My grandparents’ caravan up in Elgin made for many a classic family holiday for us all. The site had different levels. Some just for caravans and others for camping and lead out into rolling fields of wheat and also abandoned railway lines. You would wake up in the mornings and wipe the condensation from the window to see a thin layer of fog over site, almost but not quite hiding the little grey bunnies that would be hopping around in the nettle bushes. My grandparents’ caravan sat on the upper ring as you first entered the park. Next to it was a clearing under a canopy of trees. In the clearing were several variations tire swings which I highly doubt would still be there now, probably violating many a health and safety regulation even then. To the left there was three smaller swings hung vertically from the trees which you would have to hook your feet in and stand up straight on or sit on top and wrap your legs around to use, but the central one was a large tractor tire hung horizontally allowing for multiple riders. This tire swing was the first and last thing we would flock to, as my older cousins would push the younger lot on, in an attempt to smash it into the tree that it hung from. There were definitely a few bruises acquired in the pursuit of hitting the target just right. I’m unsure if I’m making this up but I believe there was probably a couple of occasions where one was knocked cleanly over as the tire swung back off the tree if one were the pusher rather than the one being pushed. From this vantage point we saw out many a summer sunset over the out reaching fields.

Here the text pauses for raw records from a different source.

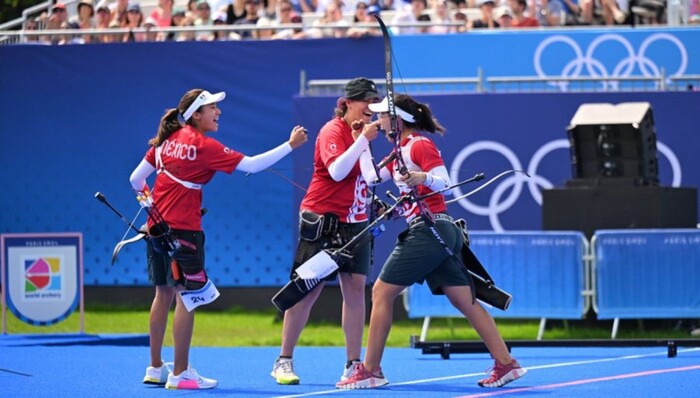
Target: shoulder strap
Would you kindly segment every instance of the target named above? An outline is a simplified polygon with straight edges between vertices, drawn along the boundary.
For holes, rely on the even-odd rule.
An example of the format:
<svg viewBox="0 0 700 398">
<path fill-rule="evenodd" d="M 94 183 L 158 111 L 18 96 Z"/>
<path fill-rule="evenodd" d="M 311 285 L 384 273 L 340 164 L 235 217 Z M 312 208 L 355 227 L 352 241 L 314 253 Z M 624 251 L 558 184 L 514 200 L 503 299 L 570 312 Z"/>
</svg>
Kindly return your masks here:
<svg viewBox="0 0 700 398">
<path fill-rule="evenodd" d="M 157 173 L 163 173 L 166 176 L 170 177 L 173 181 L 177 182 L 178 184 L 182 185 L 185 188 L 189 189 L 202 189 L 202 184 L 195 184 L 194 182 L 189 182 L 189 181 L 183 181 L 177 177 L 175 177 L 171 172 L 169 172 L 166 168 L 165 165 L 163 164 L 163 159 L 160 157 L 160 152 L 162 148 L 160 146 L 156 147 L 156 169 Z"/>
</svg>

This site was where I remember learning to ride a bike without stabilisers for the first time. My Dad took them off and finally sent me off down the hill, which is probably a lot steeper in my memory than in reality, freewheeling until I had the sense to use my pedals in cohesion with my breaks to slow to a sensible pace which allowed me to come back round the path. This set the mark for most of the life lessons my Dad has gone on to teach me over the years.


There was an old games room on the site which housed a ping pong table, this provided the adults with as much entertainment as it did the us kids. A farmhouse or stable in another life, the musky smell of the furnishings perfectly complimented by the soft scent of the surrounding chestnut trees that always shed their conkers around the time we were up. Yet another game my cousins and I had a loose grip on the rules of, but this never detracted from the sense of accomplishment of smashing the ping ball as hard as humanly possible off the floors and walls to see the result of the ball flying up to the ceiling.


So, I think we all have an Atholl somewhere. My version exists somewhere between Kirkcaldy and Elgin and is full of nettle stings, tyre swings, and conquers. I’m grateful to Julie for inspiring me to consider my own Atholl.